Almost every household in the Cul-de-Sac has a TV, or Television set, and most have a few shows. Rolf is the only one in the cul-de-sac with an old TV (which looks like the first TV made with a small screen and manual channel surfing).
- Fish Bowl 2 (most common of all)
- The Glippo Show (seen in "Ed-n-Seek")
- Monster B-movies (mainly seen when Ed is watching one)
- The Miss Arduous Field Worker Pageant (seen in "Boom Boom Out Goes the Ed" as one of Rolf's favorite shows in his country)
- Robot Rebel Ranch (it is a movie but it probably airs on the Movie channel)
- The real-life show Matlock (mentioned in Ed, Edd n Eddy's Big Picture Show)
- The real-life show Car 54, Where Are You? (mentioned in "They Call Him Mr. Ed")
- 8 Hour Monster Movie Marathon (marathon in "Knock Knock Who's Ed?")
- Monster truck marathon (marathon in "A Town Called Ed")
- Even though most television sets in the show were fairly modern (for their day, as all still used CRT screens), there were a few exceptions:
- The Kanker Sisters' TV has a color screen with a mechanical tuner, which suggest that it probably wasn't made later than the 1980s and may come from as early as the 1960s.

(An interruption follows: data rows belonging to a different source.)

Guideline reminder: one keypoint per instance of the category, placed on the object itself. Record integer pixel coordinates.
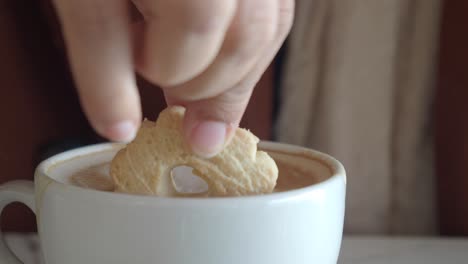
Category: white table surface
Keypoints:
(355, 250)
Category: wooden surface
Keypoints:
(38, 102)
(452, 120)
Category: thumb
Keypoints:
(210, 124)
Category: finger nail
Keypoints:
(124, 131)
(207, 139)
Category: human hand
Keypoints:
(207, 55)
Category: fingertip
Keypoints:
(121, 131)
(207, 138)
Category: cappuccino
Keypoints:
(295, 171)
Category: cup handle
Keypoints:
(14, 191)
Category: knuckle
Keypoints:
(254, 27)
(207, 17)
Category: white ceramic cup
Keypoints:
(85, 226)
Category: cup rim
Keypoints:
(338, 174)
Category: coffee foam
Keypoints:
(296, 169)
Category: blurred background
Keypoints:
(381, 85)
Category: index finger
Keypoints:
(97, 35)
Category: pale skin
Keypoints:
(207, 55)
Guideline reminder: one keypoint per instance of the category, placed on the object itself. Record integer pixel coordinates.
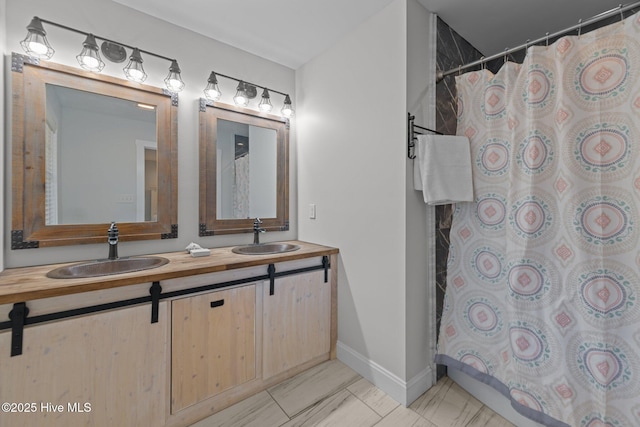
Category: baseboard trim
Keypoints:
(404, 392)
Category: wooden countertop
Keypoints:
(29, 283)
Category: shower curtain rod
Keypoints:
(440, 75)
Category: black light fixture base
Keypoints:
(113, 52)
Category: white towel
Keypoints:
(442, 169)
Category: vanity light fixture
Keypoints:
(134, 70)
(241, 99)
(37, 45)
(287, 109)
(265, 103)
(246, 91)
(89, 58)
(212, 92)
(146, 106)
(174, 81)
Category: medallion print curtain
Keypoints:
(543, 271)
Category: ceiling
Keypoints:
(291, 32)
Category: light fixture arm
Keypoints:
(64, 27)
(249, 83)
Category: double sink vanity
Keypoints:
(220, 328)
(161, 339)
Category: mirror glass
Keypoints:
(89, 149)
(101, 158)
(244, 165)
(246, 171)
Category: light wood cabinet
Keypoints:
(115, 362)
(296, 322)
(213, 344)
(221, 337)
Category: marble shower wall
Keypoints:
(452, 50)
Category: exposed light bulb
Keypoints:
(287, 110)
(134, 70)
(265, 103)
(89, 58)
(241, 99)
(212, 92)
(36, 44)
(174, 80)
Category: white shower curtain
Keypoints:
(542, 300)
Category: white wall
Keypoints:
(420, 230)
(112, 20)
(3, 132)
(352, 165)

- In Ed's nightmare from "Rock-a-Bye Ed," the TV Sarah is watching bears a striking resemblance to a "Philco Predicta Tandem," a black and white set made for a brief period of time in the late 1950s. Its main feature was that the CRT was not mounted on the cabinet with the rest of the electronics, but instead connected to it by a long cable, allowing the user to put the cabinet next to a chair and place the screen elsewhere, from a time before remote controls.

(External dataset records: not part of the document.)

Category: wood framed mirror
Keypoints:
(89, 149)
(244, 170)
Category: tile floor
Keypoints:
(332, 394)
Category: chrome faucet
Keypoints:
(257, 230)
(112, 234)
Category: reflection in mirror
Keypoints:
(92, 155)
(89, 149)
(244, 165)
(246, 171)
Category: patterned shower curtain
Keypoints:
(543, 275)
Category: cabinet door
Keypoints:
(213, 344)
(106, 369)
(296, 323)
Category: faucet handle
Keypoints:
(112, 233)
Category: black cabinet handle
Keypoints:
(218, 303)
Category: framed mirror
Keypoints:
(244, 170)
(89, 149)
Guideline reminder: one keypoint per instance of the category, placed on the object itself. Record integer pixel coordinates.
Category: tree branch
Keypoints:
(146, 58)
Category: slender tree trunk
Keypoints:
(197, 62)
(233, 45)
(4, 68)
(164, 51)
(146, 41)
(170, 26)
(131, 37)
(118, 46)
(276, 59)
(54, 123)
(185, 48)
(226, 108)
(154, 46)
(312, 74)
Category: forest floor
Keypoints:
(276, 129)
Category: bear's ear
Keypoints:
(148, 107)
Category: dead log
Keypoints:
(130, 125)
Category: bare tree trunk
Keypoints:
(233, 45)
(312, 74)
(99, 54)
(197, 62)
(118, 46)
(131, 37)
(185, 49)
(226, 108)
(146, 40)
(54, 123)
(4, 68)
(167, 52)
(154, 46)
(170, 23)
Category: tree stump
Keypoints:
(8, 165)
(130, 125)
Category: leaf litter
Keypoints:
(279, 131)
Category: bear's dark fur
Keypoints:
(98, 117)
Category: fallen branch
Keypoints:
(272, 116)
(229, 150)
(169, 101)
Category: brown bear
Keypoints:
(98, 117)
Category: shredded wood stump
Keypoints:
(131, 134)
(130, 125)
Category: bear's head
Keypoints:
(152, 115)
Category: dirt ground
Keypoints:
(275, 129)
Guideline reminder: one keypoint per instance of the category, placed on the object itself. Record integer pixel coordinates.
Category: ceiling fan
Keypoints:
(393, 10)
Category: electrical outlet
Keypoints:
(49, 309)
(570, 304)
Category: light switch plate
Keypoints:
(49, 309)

- Rolf's TV takes the proverbial cake for its age and odd construction. It is built into a large wooden cabinet with two doors that open to reveal a large metal front panel holding the set's tiny black and white CRT, a small horn speaker and its early controls. The TV is shown to operate using miniature vacuum tubes, which came into use after World War II. The tiny screen suggests that it belongs to a time when TV CRT's used electrostatic deflection instead of electromagnetic deflection, which meant that for a large screen, the CRT had to be extremely long. Such CRTs were used in the 1930s and 40s. Also, its construction is extremely different from any consumer sets ever produced, and more strongly resembles the homemade equipment made by amateur radio enthusiasts of the day. Interestingly, pictures exist of a similar TV made by none other than Philo Farnsworth (inventor of the television).